In the following picture you can see the summary of SHAP. It turns out that high values in external source 2’s and external source 3’s rating lower the default rate and very low ratings provided by these two sources can increase the default rate about 0.1-0.2. Other features push and pull at around 0.
As above example, the effect of those features are not the same across observations.

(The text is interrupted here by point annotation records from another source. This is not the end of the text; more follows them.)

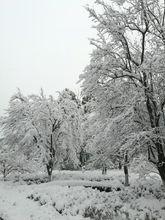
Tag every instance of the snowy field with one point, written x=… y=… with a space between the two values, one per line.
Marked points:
x=73 y=195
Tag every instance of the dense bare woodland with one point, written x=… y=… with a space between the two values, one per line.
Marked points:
x=102 y=155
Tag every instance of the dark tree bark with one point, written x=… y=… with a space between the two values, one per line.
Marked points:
x=126 y=169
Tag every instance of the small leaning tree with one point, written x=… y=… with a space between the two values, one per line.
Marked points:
x=39 y=124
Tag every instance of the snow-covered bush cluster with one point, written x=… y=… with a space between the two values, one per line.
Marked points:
x=142 y=200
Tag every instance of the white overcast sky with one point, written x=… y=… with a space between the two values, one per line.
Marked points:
x=43 y=43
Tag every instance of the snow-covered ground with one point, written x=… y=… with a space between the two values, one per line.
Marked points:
x=66 y=198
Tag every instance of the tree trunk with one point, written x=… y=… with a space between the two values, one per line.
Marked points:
x=161 y=169
x=155 y=124
x=126 y=169
x=49 y=168
x=120 y=165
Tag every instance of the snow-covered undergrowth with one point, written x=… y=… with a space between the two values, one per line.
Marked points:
x=144 y=199
x=73 y=195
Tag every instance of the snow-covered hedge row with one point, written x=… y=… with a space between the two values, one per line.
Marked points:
x=143 y=200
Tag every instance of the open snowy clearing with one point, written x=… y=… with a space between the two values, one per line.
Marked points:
x=66 y=198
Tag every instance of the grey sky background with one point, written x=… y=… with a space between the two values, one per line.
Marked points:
x=43 y=43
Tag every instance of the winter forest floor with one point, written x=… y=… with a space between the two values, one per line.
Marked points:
x=73 y=195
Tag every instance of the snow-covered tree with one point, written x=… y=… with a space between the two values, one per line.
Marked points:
x=44 y=125
x=126 y=76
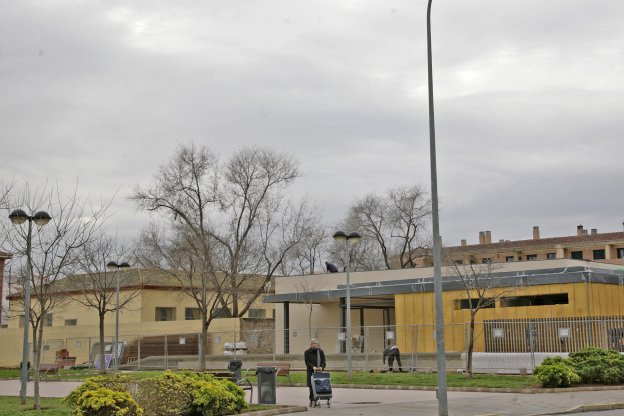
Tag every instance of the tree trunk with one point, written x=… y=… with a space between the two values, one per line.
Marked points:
x=203 y=337
x=102 y=349
x=310 y=323
x=37 y=355
x=470 y=345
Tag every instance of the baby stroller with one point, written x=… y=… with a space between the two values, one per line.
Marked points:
x=321 y=388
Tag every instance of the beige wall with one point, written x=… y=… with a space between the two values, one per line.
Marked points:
x=138 y=319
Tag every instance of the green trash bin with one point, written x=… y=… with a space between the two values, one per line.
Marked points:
x=266 y=385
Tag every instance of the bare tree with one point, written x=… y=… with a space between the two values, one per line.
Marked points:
x=183 y=191
x=75 y=222
x=312 y=248
x=480 y=287
x=229 y=223
x=395 y=222
x=96 y=285
x=257 y=229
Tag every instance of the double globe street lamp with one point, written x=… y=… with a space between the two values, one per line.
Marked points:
x=115 y=266
x=40 y=218
x=353 y=238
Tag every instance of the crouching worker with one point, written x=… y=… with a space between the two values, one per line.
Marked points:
x=393 y=352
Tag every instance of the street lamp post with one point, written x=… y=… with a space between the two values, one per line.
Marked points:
x=353 y=238
x=437 y=249
x=114 y=265
x=40 y=218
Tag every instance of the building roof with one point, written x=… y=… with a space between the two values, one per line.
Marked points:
x=136 y=278
x=573 y=271
x=540 y=242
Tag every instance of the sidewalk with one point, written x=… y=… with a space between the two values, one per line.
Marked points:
x=388 y=402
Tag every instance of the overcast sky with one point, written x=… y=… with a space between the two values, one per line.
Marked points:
x=529 y=101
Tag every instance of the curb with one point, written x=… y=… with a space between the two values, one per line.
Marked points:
x=472 y=389
x=278 y=410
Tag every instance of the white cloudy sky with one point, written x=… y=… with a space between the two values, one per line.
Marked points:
x=529 y=100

SHAP can be used for analyzing deep neural network, too. Here is an example that SHAP analyze the image’s pixel and plot what contributes to the final prediction of VGG16 - a popular neural network used for image processing, pretrained on the ImageNet dataset. As usual, SHAP colors the contributing pixels toward the prediction of “golden retriever” in red and the against pixels in blue. From the resulting image that SHAP plots for us, we can see that VGG has identified the breed of the dog by mostly focusing on the heads of the animals in the picture. Which validates the model by proving that it has actually learned to see the dogs by looking at the dog, not to predict randomly based on some heuristic environment or trivial cues in the images. As previously mentioned, a black box might as well looks at the environment cues such as snow to predict the image to be an image of wolf instead of husky. But we can trust the VGG in this case, we can trust that it is making decision based on good reasoning and logic.
# VGG NET
import numpy as np
import shap
import keras.applications.vgg16 as vgg16
from tensorflow.keras.preprocessing import image
from keras.applications.vgg16 import preprocess_input, decode_predictions
# Load VGG16 model
model = vgg16.VGG16(weights='imagenet')
# Load an image
img_path = 'cat-dog.jpg' # Replace with your image path
img = image.load_img(img_path, target_size=(224, 224))

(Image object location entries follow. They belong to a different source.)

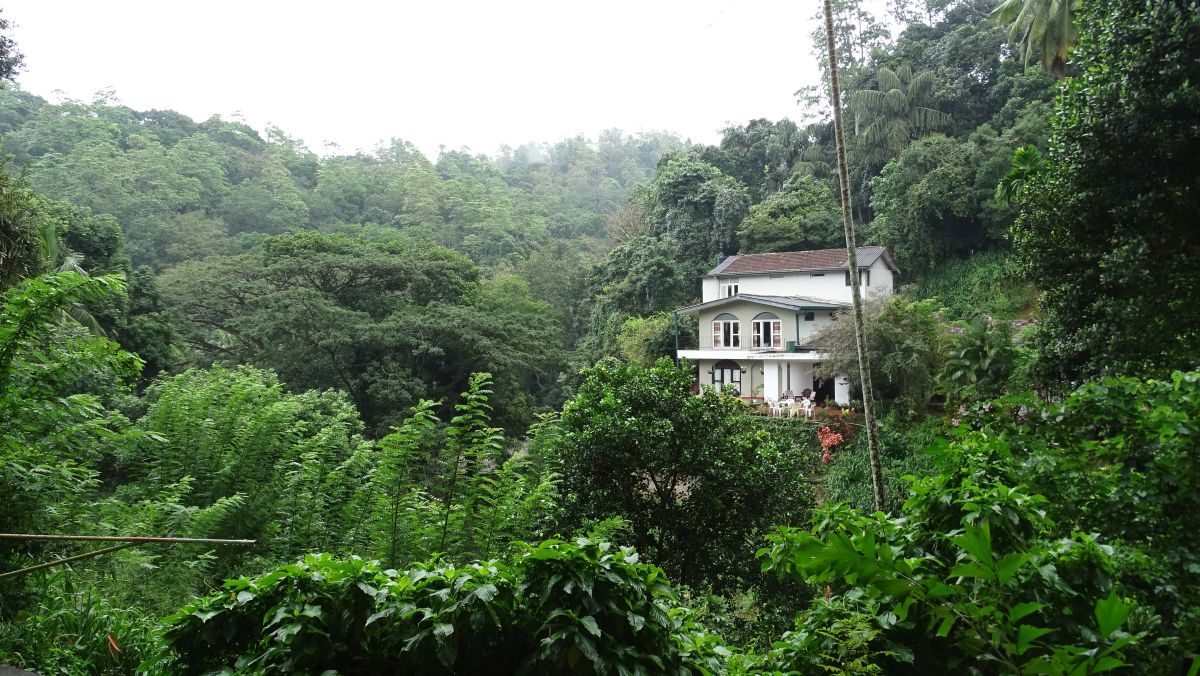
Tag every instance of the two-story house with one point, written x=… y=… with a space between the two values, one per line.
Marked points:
x=759 y=312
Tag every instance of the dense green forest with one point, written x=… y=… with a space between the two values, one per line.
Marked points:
x=438 y=393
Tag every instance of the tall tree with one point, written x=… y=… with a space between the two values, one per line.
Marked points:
x=1044 y=30
x=888 y=118
x=1110 y=228
x=864 y=365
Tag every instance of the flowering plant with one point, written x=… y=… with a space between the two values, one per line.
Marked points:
x=829 y=440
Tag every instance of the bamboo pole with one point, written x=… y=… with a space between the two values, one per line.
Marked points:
x=123 y=539
x=67 y=560
x=126 y=543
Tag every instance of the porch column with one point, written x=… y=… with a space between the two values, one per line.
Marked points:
x=771 y=378
x=801 y=375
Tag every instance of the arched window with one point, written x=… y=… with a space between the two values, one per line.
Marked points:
x=727 y=372
x=767 y=331
x=726 y=330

x = image.img_to_array(img)
x = np.expand_dims(x, axis=0)
x = preprocess_input(x)
# Initialize SHAP
explainer = shap.GradientExplainer(model, preprocess_input(np.zeros((1,224,224,3))))
# Compute SHAP values
shap_values,indexes = explainer.shap_values(x, ranked_outputs=1)
# Get class names
index_names = np.vectorize(lambda x: decode_predictions(np.eye(1, 1000, x))[0][0][1])(indexes)
# Plot SHAP values
shap.image_plot(shap_values, x, index_names)
Conclusion
Since calculating SHAP exactly is challenging, SHAP comes with variants. There are model agnostic approximation methods, like Shapley smapling values and kernel SHAP to approximate Shapley values. There are model specific approximation methods, like Linear SHAP, Deep SHAP.

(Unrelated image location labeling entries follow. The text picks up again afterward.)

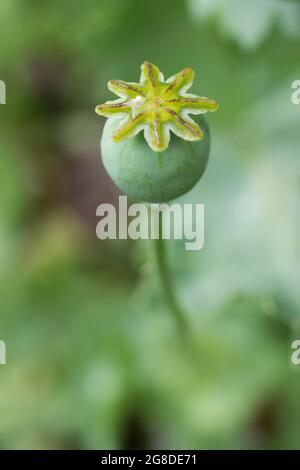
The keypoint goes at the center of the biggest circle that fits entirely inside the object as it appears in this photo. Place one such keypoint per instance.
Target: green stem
(166, 284)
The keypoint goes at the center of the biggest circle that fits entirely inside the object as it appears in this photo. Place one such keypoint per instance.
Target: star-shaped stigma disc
(157, 107)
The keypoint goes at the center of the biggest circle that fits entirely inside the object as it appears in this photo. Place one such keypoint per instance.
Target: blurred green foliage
(93, 360)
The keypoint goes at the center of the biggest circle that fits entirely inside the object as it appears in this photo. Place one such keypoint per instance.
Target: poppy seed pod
(145, 175)
(150, 165)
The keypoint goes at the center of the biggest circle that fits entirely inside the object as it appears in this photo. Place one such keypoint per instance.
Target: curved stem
(166, 284)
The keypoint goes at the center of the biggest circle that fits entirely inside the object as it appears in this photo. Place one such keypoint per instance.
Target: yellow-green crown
(157, 107)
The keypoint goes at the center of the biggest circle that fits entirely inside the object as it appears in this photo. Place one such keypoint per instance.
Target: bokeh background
(93, 360)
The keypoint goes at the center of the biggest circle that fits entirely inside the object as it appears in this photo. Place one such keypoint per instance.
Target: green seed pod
(150, 166)
(145, 175)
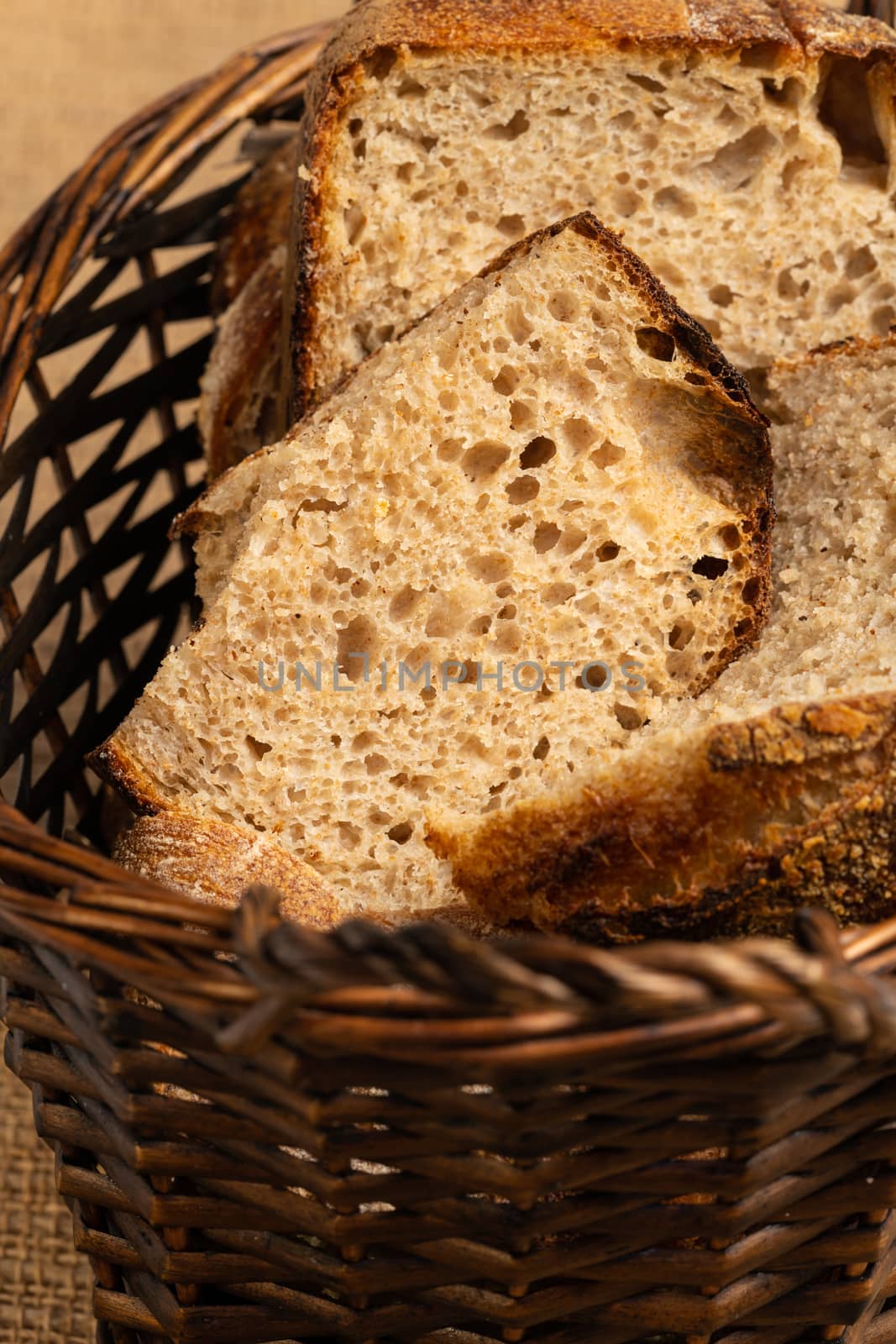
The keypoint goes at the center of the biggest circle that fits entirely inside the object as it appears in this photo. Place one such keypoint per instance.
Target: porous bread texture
(746, 154)
(778, 785)
(555, 465)
(239, 390)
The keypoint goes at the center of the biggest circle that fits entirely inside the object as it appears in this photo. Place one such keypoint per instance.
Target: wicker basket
(268, 1133)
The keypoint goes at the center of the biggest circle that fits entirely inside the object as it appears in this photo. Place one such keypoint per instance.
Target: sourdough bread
(557, 464)
(239, 405)
(743, 148)
(778, 786)
(239, 390)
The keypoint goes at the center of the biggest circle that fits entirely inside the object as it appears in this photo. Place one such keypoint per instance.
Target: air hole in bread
(647, 82)
(862, 262)
(841, 295)
(349, 837)
(521, 416)
(517, 125)
(761, 55)
(405, 604)
(354, 643)
(626, 202)
(355, 222)
(607, 454)
(318, 506)
(676, 202)
(558, 593)
(484, 460)
(594, 678)
(579, 433)
(681, 635)
(512, 226)
(449, 449)
(721, 296)
(563, 307)
(258, 749)
(710, 566)
(738, 161)
(846, 111)
(519, 326)
(546, 537)
(445, 620)
(656, 344)
(537, 454)
(523, 490)
(571, 541)
(492, 568)
(788, 94)
(789, 286)
(506, 381)
(627, 717)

In conclusion, the need to balance accuracy and interpretability has motivated development of methods that aid in explaining predictions of machine learning models. This is a progressive step toward a better AI environment for end users, the non expert sets of people who also need the service of AI models. SHAP provides such explanation, built on sounding game theoretical concepts. It is able to provide consistent, locally accurate, and model agnostic explanations for individual predictions. The post has demonstrated how to use SHAP for both tabular and image data. It aids model understanding, feature importance, feature selection and model debugging when necessary. It can drill down to which words, which pixels or which features pushing or pulling the target, proving it to be an invaluable tool for a great range of users, from data analysts to business stakeholders.
SHAP contributes to setting new standards on machine learning models. That we don’t just need them to be accurate quantitatively, we need them to be logically right also. We should be reassured that the model is looking at the right features when suggesting decisions for high stake cases. Having SHAP in the toolbox increase our trust in AI and AI assisted decision making processes.